Without a reliable way to pinpoint the root cause, performance degradations and outages cost companies millions each month, consuming time and human resources and negatively impacting reputation and customer satisfaction.
We help enterprises decrease downtime
That’s where StackState comes in. StackState helps enterprises decrease downtime and prevent outages by breaking down the silos between existing monitoring tools and tracking changes in dependencies, relationships and configurations over time. The system relates these changes to incidents, understanding the precise change that is creating the problem. Our clients realize decreases in mean time to repair (MTTR), fewer outages and lower costs associated with incidents.
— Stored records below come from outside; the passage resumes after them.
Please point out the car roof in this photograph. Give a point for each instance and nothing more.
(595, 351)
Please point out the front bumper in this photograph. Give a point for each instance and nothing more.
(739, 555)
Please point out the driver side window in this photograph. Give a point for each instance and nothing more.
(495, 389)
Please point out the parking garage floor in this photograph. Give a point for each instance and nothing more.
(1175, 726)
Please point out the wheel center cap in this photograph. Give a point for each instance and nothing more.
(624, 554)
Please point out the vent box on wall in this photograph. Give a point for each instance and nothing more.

Lots of monitoring data, still many errors
StackState was born out of a real-life customer problem. A leading bank in Europe was experiencing massive outages in their mobile banking experience and having trouble identifying why, despite the fact that a lot of monitoring data was available.
My StackState co-founder, Mark Bakker, and I were tasked with solving the issue for the bank. And in the meantime, we learned that other companies were experiencing similar issues. It was costing companies time, money and reputation. Solving this problem became StackState’s mission.
The general path of an IT issue
To become a zero-downtime enterprise, you need to understand the anatomy of an issue. If you look at the post-mortems for problems and incidents, they follow a general path – something changes that causes an anomaly, that triggers an alert, which leads to an incident and triggers an incident management process.
StackState is the only solution that can track the changes at every point in time and link them to the anomalies, that lead to alerts, that result in incidents, helping companies more precisely go from root cause to business impact.
How StackState works
1. Understanding dependencies between IT components
To do that you need to have a few ingredients. First, you need to break down silos of data within your environment.
What we have built is a unique observability solution that integrates with existing tools, like AWS, Azure, Kubernetes, Splunk, Dynatrace and VMware to understand the real-time relationships and dependencies between IT components – from databases and web servers to containers, microservices and applications. We stitch together real-time topological information from multiple sources and track it across time – which solves the dynamic IT problem. We built our own versioned graph database in order to be able to solve that problem. No other vendor offers this.
2. Creating a data model that represents the entire IT environment
Then, we correlate the topological elements with the telemetry that already exists in the environment. We can get to that data without actually needing to copy it to a single place. This creates a seamless data model that represents a customer’s entire IT environment – solving the silo problem. Again, no other vendor offers this.
Underpinning these capabilities is a unique data model that incorporates topology, telemetry and traces from existing tools within the environment and marries it up with our time-based versioned graph database. This is called the 4T Data Model. No other vendor can bring together all of this information, without requiring companies to move their data to our system.
3. Identifying performance anomalies before they become a problem
Finally, we use AI to automatically detect performance anomalies and pinpoint their location in the stack before they have a major impact on business performance – solving the reactive versus proactive problem.
With the 4T® Data Model, StackState is able to track the evolution of a potential problem from root cause to business impact in highly dynamic IT environments, starting with a change, then the resulting anomalies and finally the associated business impact.
Our fundamentally new approach. And vision.
StackState takes a fundamentally different approach than other vendors. And we believe this is the only approach that will work at scale and under all circumstances.
There are still miles to go on the journey to fully realizing the zero downtime enterprise. To this end, StackState continues to add support for modern IT experiences, such as cloud native application environments and, with AIOps, we are maturing our autonomous anomaly detection to further predict and prevent outages before they occur. Finally, we are constantly expanding the monitoring and automation tooling we integrate with.